I think the best way is to figure out how to build a bigger model that fits everything at the same time (i.e. using Y and Z only for B, but fitting A at the same time). One way to do this is in brms is to add a new variable (say isB) that is 1 for students in B and 0 for others. Then you put whatever values you like for Y and Z for A and then use isB + isB:Y + isB:Z in your formula. This way Y and Z only ever affect estimates for B. But obviously details and best approach would depend on the details of your model.

Does that make sense?

Thanks for your reply and the provided link, Martin.
My idea was not to use the posterior as a new prior but instead use the estimated item parameters as fixed predictors while taking in account the uncertainty in form of their posterior instead of their standard error via , me(predictor,sd_predictor) (they might be a little bit asymmetric). Although, this would be kind of inferenc statistican tactic.

I try to summarise my thoughts about your suggestion. Therefore I’ll bring up the concrete specification of a model. Studylevel is 0 for the non students and 7 for the teachers. The remaining students (subset B) have been assigned with numbers 1 to 6. A hypothesis is that the skill level raises with the study level. But I don’t want to make them monotonic by model specification right away.

formula <- bf(
  response ~ beta + exp(logalpha1) * theta,
  nl = TRUE,
  theta ~ 0 + (1 | studylevel) + (1 | studylevel:ID),
  beta ~ 1 + (1 |i| item),
  logalpha1 ~ 1 + (1 |i| item),
  family = brmsfamily("bernoulli", link = "logit")
)

would get become

formula <- bf(
  response ~ beta + exp(logalpha1) * theta + isB:Y + isB:Z,
  nl = TRUE,
  theta ~ 0 + (1 | studylevel) + (1 | studylevel:ID),
  beta ~ 1 + (1 |i| item),
  logalpha1 ~ 1 + (1 |i| item),
  family = brmsfamily("bernoulli", link = "logit")
)

Because I already have the (1 | studylevel) term I would tend to not incorporate the isB term. This would be kind of interfering information. Using isB:Y would result in the same as setting Y to median(Y) = 0 if Y is centered, wouldn’t it? And using isB:Z would result in the same as setting Z to 0 if Z is not centered, wouldn’t it?
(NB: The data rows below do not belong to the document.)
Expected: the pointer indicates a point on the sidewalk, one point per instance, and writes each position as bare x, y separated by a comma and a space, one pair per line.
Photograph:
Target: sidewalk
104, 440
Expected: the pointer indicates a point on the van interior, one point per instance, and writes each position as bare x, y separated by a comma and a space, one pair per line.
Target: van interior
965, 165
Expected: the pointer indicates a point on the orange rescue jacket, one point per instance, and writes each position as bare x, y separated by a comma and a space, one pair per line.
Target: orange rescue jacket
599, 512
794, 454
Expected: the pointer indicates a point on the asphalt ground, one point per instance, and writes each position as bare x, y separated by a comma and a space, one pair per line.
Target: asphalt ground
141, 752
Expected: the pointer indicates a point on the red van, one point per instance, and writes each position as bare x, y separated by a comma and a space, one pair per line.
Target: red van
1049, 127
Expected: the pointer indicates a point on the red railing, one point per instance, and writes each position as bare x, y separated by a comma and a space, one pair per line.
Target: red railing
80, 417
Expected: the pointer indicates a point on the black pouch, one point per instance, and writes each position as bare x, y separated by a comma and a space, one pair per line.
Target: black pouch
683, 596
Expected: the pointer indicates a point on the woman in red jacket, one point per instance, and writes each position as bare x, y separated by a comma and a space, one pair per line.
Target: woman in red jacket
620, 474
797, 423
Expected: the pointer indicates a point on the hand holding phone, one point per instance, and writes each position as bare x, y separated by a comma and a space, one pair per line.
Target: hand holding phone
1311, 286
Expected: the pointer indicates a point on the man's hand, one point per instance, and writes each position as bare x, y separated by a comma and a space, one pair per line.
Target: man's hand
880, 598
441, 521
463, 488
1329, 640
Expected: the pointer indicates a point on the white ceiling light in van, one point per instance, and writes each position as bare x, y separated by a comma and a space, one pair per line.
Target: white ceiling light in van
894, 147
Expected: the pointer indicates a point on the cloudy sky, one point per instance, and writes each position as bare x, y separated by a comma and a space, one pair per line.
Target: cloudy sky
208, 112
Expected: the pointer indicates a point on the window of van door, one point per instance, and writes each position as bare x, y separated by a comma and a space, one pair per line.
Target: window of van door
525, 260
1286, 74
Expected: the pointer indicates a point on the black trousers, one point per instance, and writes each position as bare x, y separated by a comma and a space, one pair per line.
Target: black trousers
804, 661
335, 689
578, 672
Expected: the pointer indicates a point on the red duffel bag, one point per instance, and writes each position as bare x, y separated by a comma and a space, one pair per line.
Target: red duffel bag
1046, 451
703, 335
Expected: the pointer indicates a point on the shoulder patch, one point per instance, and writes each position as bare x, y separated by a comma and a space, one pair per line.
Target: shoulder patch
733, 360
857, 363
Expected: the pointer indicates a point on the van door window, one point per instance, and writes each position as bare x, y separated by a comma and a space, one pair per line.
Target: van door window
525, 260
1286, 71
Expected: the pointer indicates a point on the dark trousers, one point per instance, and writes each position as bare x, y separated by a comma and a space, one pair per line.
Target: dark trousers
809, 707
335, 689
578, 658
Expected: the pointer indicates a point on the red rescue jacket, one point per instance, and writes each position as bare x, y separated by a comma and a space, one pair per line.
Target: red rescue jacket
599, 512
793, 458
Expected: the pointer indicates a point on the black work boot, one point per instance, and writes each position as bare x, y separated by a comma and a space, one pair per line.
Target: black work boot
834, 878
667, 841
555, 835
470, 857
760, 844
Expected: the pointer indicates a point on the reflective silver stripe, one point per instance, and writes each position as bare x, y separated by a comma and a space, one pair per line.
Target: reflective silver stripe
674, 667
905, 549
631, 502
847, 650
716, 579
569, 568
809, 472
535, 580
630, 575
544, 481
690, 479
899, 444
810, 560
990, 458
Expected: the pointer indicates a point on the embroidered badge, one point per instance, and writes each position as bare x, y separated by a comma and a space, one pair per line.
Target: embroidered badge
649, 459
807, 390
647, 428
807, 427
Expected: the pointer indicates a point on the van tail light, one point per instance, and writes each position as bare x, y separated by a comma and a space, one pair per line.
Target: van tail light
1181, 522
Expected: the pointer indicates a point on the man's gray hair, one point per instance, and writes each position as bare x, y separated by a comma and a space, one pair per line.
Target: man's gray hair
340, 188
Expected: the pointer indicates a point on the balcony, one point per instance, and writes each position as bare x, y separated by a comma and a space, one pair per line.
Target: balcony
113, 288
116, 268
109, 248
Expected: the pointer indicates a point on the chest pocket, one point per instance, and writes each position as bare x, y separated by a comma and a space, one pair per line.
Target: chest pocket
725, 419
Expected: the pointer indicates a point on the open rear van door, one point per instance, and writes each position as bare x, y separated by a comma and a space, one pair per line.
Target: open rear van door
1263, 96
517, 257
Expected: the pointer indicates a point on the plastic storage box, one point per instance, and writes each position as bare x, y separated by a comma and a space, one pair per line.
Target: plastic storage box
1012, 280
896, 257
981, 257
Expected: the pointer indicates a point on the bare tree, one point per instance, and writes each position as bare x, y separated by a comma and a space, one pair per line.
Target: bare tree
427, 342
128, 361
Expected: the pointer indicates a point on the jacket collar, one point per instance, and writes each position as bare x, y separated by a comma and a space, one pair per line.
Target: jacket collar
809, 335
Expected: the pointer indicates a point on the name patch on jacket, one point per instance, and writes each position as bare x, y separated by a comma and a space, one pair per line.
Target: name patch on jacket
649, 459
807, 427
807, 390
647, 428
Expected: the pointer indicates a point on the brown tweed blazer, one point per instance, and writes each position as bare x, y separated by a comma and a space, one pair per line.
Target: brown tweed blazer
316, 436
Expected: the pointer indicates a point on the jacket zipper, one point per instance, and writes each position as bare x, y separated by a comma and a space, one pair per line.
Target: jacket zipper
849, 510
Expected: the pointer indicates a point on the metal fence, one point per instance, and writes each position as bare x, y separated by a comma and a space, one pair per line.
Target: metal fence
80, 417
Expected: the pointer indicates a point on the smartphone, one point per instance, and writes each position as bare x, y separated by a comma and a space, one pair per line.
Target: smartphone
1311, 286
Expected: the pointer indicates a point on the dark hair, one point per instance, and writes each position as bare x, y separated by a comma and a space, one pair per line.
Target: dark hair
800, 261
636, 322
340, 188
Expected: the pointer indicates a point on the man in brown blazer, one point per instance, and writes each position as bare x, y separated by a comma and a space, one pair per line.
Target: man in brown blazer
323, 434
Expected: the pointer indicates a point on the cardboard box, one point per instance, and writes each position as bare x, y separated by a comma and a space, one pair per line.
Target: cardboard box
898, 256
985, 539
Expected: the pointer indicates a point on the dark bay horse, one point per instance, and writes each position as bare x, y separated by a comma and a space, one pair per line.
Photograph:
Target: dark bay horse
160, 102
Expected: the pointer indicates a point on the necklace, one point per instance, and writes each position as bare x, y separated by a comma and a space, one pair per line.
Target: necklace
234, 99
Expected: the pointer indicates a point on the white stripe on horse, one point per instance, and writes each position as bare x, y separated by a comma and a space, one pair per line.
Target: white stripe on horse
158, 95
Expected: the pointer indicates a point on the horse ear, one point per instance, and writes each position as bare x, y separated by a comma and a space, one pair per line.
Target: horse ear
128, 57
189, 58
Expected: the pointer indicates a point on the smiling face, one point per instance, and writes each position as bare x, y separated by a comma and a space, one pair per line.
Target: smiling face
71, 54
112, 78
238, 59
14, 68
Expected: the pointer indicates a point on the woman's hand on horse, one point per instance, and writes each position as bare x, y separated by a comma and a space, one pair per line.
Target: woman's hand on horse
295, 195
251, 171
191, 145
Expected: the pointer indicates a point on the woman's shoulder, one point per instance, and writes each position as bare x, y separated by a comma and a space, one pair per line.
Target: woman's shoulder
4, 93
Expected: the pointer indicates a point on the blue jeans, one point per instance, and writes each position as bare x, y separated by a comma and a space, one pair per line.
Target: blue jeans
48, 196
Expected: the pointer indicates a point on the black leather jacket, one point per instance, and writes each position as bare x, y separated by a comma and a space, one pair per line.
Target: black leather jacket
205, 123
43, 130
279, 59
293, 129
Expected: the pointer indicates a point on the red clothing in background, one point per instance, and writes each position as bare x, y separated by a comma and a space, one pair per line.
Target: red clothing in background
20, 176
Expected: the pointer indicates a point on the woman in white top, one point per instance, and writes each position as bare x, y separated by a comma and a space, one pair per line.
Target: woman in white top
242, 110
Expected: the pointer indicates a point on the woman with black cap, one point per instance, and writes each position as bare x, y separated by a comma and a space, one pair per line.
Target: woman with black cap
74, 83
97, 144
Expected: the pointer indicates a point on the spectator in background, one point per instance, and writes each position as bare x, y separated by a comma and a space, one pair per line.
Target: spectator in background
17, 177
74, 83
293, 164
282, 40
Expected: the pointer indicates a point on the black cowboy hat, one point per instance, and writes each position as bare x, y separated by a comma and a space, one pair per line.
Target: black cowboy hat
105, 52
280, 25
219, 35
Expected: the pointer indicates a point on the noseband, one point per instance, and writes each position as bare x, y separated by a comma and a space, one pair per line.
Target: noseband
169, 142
If this is the case it seems to me as better going with mi(predictor) for all people not in subset B because in this case the values would carry uncertainty and express my knowledge better as sharp 0 values.

Or do I get the effects of your formula it wrong?

Yes that might make more sense - just reminds me that I need to be careful around my suggestions as I do get stuff wrong (like here). My suggestion could probably be used as a hack/approximation if the missing data model turns out to be computationally intractable.

If you mean referring to fitted coefficients from one formula elsewhere in the model, than this is currently not supported in brms, although there were some discussion to adding this feature.

Does that answer all your questions?